By STEVEN M. ELLIS, Staff Writer

 

Los Angeles Superior Court Judge Coleman A. Swart confirmed yesterday that he is retiring after almost 26 years on the bench.

The supervising judge of the North Central and Northeast Districts in Burbank and Pasadena told the MetNews that he will continue to serve on the bench until Sept. 15, when he plans to step down to join ADR Services Inc. as a private judge.

He also said that Presiding Judge J. Stephen Czuleger had determined his replacement, or replacements, as supervising judge, but declined to say who that might be.

A call to Czuleger’s office seeking comment was not returned.

Swart, 68, said that he had decided to make the change primarily for financial reasons, noting that he had “done [his] time” and had a “rewarding career,” but that he wanted to “seek other challenges as a private mediator and arbitrator.”

Calling the switch an “opportunity to make some money,” he said that he was currently “working for almost nothing” given that he has reached the maximum level of retirement benefits he can receive under CALPERS’ Judges Retirement System, and that his five-year eligibility under the system’s Extended Service Incentive Program to recoup the 8 percent of his salary that all judges must pay into the system while still on the bench expired in January.

The son of two teachers, Swart was born in San Marino and spent most of his life in the San Gabriel Valley.

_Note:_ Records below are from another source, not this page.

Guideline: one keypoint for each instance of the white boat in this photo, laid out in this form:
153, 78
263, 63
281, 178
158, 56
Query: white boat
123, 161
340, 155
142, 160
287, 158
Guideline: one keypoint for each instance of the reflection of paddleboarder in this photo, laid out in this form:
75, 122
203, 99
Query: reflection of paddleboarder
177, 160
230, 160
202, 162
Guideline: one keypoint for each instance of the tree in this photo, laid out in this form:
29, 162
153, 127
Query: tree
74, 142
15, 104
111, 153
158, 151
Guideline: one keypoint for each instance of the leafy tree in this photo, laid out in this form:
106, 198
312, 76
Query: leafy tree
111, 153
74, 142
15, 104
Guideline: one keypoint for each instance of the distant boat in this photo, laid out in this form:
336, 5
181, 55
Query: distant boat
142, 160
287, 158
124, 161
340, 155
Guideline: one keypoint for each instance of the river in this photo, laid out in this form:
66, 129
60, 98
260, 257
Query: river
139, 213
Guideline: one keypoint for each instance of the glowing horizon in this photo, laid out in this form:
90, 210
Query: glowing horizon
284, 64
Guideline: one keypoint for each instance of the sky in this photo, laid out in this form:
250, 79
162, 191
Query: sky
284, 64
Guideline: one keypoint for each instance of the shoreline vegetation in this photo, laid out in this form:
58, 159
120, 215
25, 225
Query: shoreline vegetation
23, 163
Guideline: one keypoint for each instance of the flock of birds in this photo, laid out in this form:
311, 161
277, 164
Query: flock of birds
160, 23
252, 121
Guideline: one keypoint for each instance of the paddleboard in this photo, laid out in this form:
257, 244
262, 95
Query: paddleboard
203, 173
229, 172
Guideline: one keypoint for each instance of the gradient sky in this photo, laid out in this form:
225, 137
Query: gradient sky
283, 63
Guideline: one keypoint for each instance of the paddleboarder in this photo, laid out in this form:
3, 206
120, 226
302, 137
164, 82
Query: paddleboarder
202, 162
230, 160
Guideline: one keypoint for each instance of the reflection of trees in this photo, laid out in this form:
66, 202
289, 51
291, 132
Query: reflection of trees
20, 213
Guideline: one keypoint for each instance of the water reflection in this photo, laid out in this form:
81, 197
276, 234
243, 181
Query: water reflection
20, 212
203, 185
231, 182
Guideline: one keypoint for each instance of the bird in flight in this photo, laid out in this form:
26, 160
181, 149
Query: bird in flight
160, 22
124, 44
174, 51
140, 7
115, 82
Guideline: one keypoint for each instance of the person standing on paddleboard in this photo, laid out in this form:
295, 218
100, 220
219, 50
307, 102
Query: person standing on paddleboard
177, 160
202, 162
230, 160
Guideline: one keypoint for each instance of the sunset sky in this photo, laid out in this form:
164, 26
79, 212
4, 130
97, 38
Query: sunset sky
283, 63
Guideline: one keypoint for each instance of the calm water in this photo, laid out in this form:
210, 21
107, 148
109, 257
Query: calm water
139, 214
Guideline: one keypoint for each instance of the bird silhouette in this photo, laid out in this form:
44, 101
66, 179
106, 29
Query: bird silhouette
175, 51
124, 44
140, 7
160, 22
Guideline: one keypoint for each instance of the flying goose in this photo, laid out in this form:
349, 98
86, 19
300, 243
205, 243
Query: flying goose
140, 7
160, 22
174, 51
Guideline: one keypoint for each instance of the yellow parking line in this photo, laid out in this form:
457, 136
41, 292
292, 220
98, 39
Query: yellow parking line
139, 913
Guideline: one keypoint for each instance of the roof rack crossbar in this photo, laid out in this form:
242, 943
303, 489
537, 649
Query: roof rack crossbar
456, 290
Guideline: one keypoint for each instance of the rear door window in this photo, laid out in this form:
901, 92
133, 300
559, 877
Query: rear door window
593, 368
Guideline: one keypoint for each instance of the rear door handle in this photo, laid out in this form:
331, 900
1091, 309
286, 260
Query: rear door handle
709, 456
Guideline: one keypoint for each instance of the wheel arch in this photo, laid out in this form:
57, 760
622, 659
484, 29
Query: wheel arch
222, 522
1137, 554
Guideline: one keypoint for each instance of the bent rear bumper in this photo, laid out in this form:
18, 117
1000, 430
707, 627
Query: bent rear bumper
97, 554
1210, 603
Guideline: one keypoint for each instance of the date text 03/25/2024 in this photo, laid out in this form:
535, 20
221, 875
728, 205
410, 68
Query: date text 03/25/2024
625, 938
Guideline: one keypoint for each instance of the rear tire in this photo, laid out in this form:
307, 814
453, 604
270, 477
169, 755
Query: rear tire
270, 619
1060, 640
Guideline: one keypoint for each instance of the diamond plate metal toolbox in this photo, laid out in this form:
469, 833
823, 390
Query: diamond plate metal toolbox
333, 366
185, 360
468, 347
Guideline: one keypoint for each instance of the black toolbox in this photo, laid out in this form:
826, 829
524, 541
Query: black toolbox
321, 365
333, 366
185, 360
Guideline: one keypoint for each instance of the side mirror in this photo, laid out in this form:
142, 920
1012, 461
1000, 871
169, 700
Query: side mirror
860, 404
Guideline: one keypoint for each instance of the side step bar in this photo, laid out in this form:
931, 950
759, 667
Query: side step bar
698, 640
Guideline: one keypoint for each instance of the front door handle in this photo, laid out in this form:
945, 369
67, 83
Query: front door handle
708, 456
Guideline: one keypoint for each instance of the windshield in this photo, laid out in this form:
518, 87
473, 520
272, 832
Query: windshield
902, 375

His father was a naval officer in both world wars, and Swart joined the U.S. Naval Reserve in 1961 to learn about new missile technology after earning a degree in math from Occidental College.

He wound up as the legal officer on the first ship to which he was assigned and decided to become a lawyer after reluctantly attending the naval justice school—where he graduated third in a class of 80—and becoming fascinated with the trial process while handling courts martial.

Rising to the rank of commander, Swart attended Golden Gate University School of Law by night and managed a naval missile production plant during his final 21/2 years in the navy. He then returned to Los Angeles upon his admission to the State Bar in 1968 to join the Los Angeles County District Attorney’s Office.

Swart first sought a judgeship in 1976, mounting an unsuccessful challenge to Pasadena Muni- cipal Court Judge John F. Hassler Jr. Despite facing a 15-year incumbent, he garnered approximately 44 percent of the vote.

The active Republican Party member and former president of the California Republican Assembly for Los Angeles later said he held little hope that then-Gov. Jerry Brown would appoint him to the bench, so in 1982, after he had become assistant head of the district attorney’s Pasadena office, he ran for the seat of retiring Judge Arch Tuthill.

Promising to make justice “sure and swift,” Swart beat three of his four opponents in the primary election, coming in about nine percentage points behind the leader, Superior Court Commissioner David Ziskrout. He defeated Ziskrout in a runoff by about 15,000 votes, or .07 percent, and took the bench in January of the following year.

Swart later won reelection without opposition four times.

He spent his first six years in felony courts, and then transferred to a civil calendar in 1989 before returning to Pasadena in 1991, where he has remained since. He is credited with reducing a backlog during his first year on bhe bench by insisting on conducting pretrial evaluations of his criminal cases, and the Pasadena Bar Association named him judge of the year in 2001.

Swart was elected to the Superior Court’s Executive Committee in 1994, and served as a supervising judge in 1994 and 1995. However, he was unsuccessful in his 1998 attempt to become presiding judge, losing in a runoff to James Bascue.

He rejoined the Executive Committee in 2002, and in 2003 returned to the position as supervising judge of the North Central and Northeast Districts, where he has also remained since.

Swart’s tenure on the bench was not without controversy. He came under fire in 1985 after issuing an order halting tabulation of absentee ballots in the U.S. Senate race between Democrat Dianne Feinstein and Republican Michael Huffington. He later told the Daily Journal that it appeared to him that there had been a number of people voting from one residence.

He was later accused of misconduct in 1997 after he and nine other judges took a weeklong Mediterranean cruise accompanied by prominent plaintiffs’ attorneys, but the judge, who said he paid his own fare and that of his wife, was exonerated of wrongdoing the following year by the Commission on Judicial Performance.